İhlasın büyük bir güç ve kuvvet olduğunu haykırır 20. asra damgasını vuran Üstat: “Bütün kuvvetinizi ihlâsta ve hakta bilmelisiniz. Evet, kuvvet haktadır ve ihlâstadır. Haksızlar dahi, haksızlıkları içinde gösterdikleri ihlâs ve samimiyet yüzünden kuvvet kazanıyorlar.” der.

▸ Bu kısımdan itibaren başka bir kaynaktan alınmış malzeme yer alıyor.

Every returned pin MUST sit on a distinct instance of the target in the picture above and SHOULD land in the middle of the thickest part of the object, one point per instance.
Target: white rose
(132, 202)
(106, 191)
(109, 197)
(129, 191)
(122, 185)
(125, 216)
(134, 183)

Takva, sadakat, sabır, azim, şükür ve tevekkül gibi hasletler de ihlâsın kardeşleridir. Aslında bütün iyi hasletlerin özünde bir DNA gibidir ihlas. Ruhun, kalbin ve iradenin motor gücü de denilebilir. Bu gücü kazanan, koruyan ve iyilik yolunda kullanabilen kimsenin önünü kesmeye şeytani güçlerin asla gücü yetmez. Zira ihlas atmosferi melekler ordusuyla koruma altındadır: “Rabbimiz Allah’tır” diyen, sonra da ihlas ve istikamet üzere yaşama kararlılığı gösterenlere gelince, onlara melekler sürekli inerler (ve derler ki): “Gelecek korkusu taşımayın, geçmişten dolayı da mahzun olmayın! Haydi sevinin size vaad edilmiş olan cennetle!”
Ne mutlu tam ihlası kazanıp Rabbine kullukta ve imanı temsilde güzel örnek olanlara.
Dipnotlar
[1] Sızıntı, Temmuz 1992, Cilt 14, Sayı 162.

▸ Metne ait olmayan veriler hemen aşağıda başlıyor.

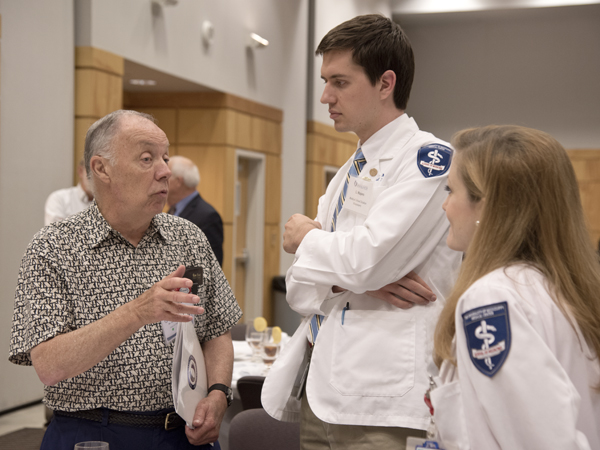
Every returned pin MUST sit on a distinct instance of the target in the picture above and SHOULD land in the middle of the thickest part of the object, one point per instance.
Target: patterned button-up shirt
(79, 270)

[1] Buhârî, Büyû’, 3; Tirmizî, Kıyâmet 60/2518.
[1] Enbiya, 21/30.
[1] Furkan, 25/48.
[1] Kâf, 50/9.
[1] Nahl, 16/66.
[1] Ahmet Özer, Kırklar Serisi-01, Hulusi Yahyagil, Işık Yayınları.
[1] Bakara, 2/139; Yusuf, 12/24; Hicr, 15/40; Meryem, 19/51, 54; Saffât 37/40, 74, 128, 160.
[1] Bedîüzzaman S. N., Lem’alar, Yirmi Birinci Lem’a, “Üçüncü Düsturunuz”.
[1] Fussilet sûresi 41/30.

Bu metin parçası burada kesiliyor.